8. Agent according to claim 1, wherein the polyalkoxylated fatty substance is present in an amount of from 0.001 to 20 wt. %, based on total weight of the ready-to-use agent.

9. Agent according to claim 1 further comprising a water-soluble, organic solvent having at least two hydroxyl groups.

10. Agent according to claim 1, wherein the water-soluble, organic solvent having at least two hydroxyl groups is chosen from 1,2-ethanediol, 1,2-propanediol, 1,3-propanediol, 1,2-butanediol, 1,3-butanediol, 1,4-butanediol, 2,3-butanediol, 1,6-hexanediol, 2-(2-hydroxyethoxy)ethanol and glycerol.

11. Agent according to claim 1, wherein the color-changing component the agent further comprises at least one oxidation dye precursor and/or at least one substantive dye and/or at least one precursor of nature-analogous dyes and/or at least one lightening agent.
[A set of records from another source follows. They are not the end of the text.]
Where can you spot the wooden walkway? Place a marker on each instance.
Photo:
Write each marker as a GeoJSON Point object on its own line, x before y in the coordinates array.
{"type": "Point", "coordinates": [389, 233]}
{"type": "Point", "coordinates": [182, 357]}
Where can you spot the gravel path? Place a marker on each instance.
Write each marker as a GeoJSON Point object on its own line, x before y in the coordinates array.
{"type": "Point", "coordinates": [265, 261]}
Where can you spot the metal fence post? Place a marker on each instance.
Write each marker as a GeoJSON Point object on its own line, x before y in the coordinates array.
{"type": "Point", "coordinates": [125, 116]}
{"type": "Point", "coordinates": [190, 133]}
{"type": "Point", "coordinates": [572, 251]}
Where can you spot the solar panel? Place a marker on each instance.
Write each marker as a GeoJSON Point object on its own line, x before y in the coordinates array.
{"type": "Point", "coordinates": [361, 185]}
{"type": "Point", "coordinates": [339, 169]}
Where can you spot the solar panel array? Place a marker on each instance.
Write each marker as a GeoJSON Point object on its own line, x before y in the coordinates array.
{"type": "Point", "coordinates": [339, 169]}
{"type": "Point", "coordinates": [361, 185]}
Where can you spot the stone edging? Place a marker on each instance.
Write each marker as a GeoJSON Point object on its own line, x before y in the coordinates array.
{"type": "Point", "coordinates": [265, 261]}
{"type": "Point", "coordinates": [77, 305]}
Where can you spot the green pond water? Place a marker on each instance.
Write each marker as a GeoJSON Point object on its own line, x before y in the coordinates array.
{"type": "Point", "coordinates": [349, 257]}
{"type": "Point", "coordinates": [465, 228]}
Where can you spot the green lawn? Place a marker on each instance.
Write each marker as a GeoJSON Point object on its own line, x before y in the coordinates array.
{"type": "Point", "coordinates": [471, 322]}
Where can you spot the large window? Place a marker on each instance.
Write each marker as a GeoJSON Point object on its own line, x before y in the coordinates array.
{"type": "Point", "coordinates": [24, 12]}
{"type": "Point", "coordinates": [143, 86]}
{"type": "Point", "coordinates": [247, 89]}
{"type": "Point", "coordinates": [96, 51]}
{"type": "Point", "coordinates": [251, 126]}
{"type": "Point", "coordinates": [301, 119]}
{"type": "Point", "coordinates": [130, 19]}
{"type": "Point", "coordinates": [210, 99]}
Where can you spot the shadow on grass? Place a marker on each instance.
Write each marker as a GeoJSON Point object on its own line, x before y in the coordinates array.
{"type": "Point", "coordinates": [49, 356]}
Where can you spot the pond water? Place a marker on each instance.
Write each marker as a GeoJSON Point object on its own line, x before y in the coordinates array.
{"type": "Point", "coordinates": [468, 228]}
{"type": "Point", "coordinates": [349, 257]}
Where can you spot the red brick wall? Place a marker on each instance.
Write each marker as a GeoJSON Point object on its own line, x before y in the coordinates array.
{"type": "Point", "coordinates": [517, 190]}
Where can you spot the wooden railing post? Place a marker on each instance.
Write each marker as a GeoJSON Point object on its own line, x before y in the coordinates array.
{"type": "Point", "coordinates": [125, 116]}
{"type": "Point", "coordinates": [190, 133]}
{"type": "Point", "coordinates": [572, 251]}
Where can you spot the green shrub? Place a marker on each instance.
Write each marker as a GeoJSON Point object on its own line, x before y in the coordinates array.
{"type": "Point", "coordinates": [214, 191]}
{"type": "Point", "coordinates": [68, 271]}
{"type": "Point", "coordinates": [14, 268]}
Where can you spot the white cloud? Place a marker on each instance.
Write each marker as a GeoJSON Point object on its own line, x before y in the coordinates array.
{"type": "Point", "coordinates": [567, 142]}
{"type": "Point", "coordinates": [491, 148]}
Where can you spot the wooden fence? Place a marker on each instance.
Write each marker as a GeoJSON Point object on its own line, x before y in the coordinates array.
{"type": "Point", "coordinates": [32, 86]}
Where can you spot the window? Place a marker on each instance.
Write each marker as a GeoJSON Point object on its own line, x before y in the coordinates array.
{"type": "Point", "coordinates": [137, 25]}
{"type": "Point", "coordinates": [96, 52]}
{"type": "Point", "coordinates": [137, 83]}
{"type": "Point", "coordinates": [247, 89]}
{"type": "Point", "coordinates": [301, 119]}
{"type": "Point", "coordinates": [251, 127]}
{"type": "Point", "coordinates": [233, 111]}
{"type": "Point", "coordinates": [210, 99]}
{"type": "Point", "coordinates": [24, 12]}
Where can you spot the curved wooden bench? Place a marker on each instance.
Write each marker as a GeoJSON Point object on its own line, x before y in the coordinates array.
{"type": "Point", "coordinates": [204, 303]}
12. Agent according to claim 1, wherein the shape-changing component the agent further comprises at least one keratin-reducing substance.
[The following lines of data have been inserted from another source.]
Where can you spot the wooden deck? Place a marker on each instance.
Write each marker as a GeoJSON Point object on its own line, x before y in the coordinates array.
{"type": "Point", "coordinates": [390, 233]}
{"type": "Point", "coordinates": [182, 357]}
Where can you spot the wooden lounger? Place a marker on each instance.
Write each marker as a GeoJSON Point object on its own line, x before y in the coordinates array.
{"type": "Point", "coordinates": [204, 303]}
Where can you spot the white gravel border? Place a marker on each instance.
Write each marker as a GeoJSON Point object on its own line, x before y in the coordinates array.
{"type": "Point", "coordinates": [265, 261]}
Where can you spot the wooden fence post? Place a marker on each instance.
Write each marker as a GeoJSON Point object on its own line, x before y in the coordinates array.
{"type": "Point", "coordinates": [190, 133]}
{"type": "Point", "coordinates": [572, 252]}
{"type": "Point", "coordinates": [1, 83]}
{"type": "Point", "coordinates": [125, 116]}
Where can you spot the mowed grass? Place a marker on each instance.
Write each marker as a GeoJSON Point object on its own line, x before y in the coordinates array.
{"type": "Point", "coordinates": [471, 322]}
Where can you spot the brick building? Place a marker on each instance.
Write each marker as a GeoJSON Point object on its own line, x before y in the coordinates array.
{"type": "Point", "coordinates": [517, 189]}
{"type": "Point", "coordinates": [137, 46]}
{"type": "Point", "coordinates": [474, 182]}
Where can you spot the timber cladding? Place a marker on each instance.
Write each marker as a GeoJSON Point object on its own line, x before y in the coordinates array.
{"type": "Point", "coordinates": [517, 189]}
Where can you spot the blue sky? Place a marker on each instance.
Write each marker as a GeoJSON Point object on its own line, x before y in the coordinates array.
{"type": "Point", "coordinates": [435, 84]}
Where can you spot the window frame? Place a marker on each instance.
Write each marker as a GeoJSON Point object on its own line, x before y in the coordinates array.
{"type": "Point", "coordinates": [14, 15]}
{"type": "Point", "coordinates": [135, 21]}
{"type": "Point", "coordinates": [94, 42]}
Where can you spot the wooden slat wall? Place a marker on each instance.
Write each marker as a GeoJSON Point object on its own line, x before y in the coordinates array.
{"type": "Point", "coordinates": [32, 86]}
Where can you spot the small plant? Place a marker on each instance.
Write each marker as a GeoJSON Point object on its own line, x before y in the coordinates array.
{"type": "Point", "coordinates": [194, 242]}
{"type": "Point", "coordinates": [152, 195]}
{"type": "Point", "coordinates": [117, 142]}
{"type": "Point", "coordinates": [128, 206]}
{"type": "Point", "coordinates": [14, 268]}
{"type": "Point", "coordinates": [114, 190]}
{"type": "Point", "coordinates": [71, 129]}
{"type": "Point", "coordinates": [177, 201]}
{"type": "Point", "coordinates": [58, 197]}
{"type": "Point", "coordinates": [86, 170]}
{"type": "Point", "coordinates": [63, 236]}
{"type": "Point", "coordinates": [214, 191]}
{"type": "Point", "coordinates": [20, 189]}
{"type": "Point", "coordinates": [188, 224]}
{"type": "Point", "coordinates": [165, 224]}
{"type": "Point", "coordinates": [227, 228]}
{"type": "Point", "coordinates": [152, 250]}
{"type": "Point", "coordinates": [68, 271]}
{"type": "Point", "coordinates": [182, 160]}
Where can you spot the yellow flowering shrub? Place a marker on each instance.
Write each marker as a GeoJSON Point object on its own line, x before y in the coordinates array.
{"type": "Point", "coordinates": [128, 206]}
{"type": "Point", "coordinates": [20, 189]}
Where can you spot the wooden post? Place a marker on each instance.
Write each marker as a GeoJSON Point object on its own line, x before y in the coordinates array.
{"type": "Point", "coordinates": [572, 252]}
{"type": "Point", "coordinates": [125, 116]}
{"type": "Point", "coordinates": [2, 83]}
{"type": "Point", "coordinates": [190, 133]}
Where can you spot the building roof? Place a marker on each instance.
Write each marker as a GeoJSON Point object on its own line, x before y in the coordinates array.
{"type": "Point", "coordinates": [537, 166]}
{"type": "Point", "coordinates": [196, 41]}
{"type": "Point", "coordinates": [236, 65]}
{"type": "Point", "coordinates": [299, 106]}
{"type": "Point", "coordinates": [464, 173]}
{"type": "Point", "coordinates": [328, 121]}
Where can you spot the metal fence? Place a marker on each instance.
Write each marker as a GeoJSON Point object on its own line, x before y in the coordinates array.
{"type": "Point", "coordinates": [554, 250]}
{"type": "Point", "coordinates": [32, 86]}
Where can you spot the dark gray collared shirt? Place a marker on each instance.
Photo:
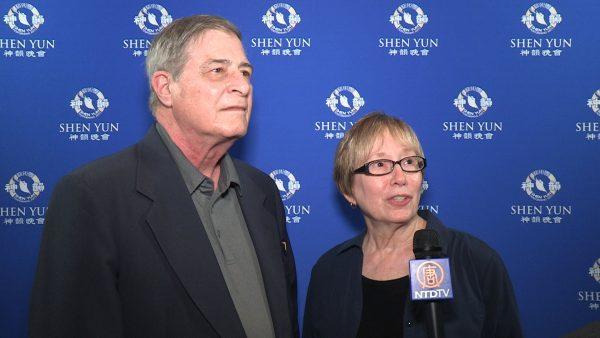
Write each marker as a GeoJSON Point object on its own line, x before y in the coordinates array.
{"type": "Point", "coordinates": [224, 223]}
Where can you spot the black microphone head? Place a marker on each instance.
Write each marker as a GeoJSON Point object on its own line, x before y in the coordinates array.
{"type": "Point", "coordinates": [426, 244]}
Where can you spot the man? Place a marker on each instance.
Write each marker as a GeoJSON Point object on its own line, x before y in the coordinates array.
{"type": "Point", "coordinates": [172, 237]}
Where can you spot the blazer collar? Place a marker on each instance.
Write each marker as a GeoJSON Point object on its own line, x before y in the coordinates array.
{"type": "Point", "coordinates": [176, 225]}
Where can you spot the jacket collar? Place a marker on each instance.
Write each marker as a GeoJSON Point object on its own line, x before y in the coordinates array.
{"type": "Point", "coordinates": [432, 223]}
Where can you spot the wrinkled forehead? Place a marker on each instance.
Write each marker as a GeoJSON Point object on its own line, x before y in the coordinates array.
{"type": "Point", "coordinates": [373, 143]}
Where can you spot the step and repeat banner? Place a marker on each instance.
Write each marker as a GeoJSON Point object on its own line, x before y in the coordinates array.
{"type": "Point", "coordinates": [504, 95]}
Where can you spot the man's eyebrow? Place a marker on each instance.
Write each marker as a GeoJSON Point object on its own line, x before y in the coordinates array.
{"type": "Point", "coordinates": [227, 62]}
{"type": "Point", "coordinates": [221, 61]}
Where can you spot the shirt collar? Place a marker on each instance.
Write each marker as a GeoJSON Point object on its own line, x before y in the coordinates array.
{"type": "Point", "coordinates": [432, 223]}
{"type": "Point", "coordinates": [192, 177]}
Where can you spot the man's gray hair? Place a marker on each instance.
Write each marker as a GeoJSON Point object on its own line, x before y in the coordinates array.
{"type": "Point", "coordinates": [169, 47]}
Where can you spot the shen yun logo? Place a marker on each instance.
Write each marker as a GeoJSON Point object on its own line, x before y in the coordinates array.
{"type": "Point", "coordinates": [89, 103]}
{"type": "Point", "coordinates": [285, 182]}
{"type": "Point", "coordinates": [593, 297]}
{"type": "Point", "coordinates": [281, 18]}
{"type": "Point", "coordinates": [541, 18]}
{"type": "Point", "coordinates": [541, 185]}
{"type": "Point", "coordinates": [341, 105]}
{"type": "Point", "coordinates": [594, 102]}
{"type": "Point", "coordinates": [24, 186]}
{"type": "Point", "coordinates": [152, 18]}
{"type": "Point", "coordinates": [472, 102]}
{"type": "Point", "coordinates": [409, 18]}
{"type": "Point", "coordinates": [23, 19]}
{"type": "Point", "coordinates": [595, 270]}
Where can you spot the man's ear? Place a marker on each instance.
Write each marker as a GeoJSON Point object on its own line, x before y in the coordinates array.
{"type": "Point", "coordinates": [351, 200]}
{"type": "Point", "coordinates": [161, 84]}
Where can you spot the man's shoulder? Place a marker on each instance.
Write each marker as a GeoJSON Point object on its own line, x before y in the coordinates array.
{"type": "Point", "coordinates": [255, 174]}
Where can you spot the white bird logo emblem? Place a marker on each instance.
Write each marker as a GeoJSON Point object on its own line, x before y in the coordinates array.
{"type": "Point", "coordinates": [23, 187]}
{"type": "Point", "coordinates": [344, 101]}
{"type": "Point", "coordinates": [408, 18]}
{"type": "Point", "coordinates": [471, 101]}
{"type": "Point", "coordinates": [88, 103]}
{"type": "Point", "coordinates": [539, 18]}
{"type": "Point", "coordinates": [539, 185]}
{"type": "Point", "coordinates": [23, 19]}
{"type": "Point", "coordinates": [280, 18]}
{"type": "Point", "coordinates": [279, 184]}
{"type": "Point", "coordinates": [152, 19]}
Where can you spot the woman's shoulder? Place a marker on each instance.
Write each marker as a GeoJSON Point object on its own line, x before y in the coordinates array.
{"type": "Point", "coordinates": [342, 254]}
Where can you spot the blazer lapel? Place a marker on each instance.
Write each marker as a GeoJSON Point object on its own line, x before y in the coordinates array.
{"type": "Point", "coordinates": [262, 227]}
{"type": "Point", "coordinates": [176, 225]}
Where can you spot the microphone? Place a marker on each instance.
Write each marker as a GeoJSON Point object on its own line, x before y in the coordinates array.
{"type": "Point", "coordinates": [430, 278]}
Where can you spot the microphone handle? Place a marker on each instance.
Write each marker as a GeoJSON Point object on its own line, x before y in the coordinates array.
{"type": "Point", "coordinates": [433, 322]}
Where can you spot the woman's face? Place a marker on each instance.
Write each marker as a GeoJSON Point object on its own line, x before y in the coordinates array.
{"type": "Point", "coordinates": [392, 198]}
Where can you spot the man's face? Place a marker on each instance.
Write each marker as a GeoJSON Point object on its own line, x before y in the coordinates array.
{"type": "Point", "coordinates": [212, 98]}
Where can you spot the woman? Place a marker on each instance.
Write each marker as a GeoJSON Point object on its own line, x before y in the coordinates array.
{"type": "Point", "coordinates": [360, 288]}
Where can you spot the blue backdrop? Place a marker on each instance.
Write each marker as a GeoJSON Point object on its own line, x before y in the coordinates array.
{"type": "Point", "coordinates": [505, 97]}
13. Agent according to claim 1 further comprising at least one surface-active compound chosen from anionic, zwitterionic, amphoteric and non-ionic surfactants.

14. Agent according to claim 1 further comprising an oxidizing agent chosen from hydrogen peroxide and its solid addition products with organic and inorganic compounds.

15. Method of reducing oxidative damage of human hair comprising applying an agent according to claim 1 to the hair when changing the color and/or shape of the hair.

16. Kit of parts for changing the color and/or shape of keratinic fibers comprising:

a container comprising at least one color- and/or shape-changing compound, at least one polyalkoxylated fatty substance, and at least one animal-based care component, and

a container comprising an oxidizing agent composition containing at least one chemical oxidizing agent,

wherein the containers are separately packaged.

17. Kit of parts comprising at least two separately packaged containers, wherein one container comprises at least one color- and/or shape-changing preparation, and one container comprises at least one post-treatment agent having at least one polyalkoxylated fatty substance and at least one animal-based care component.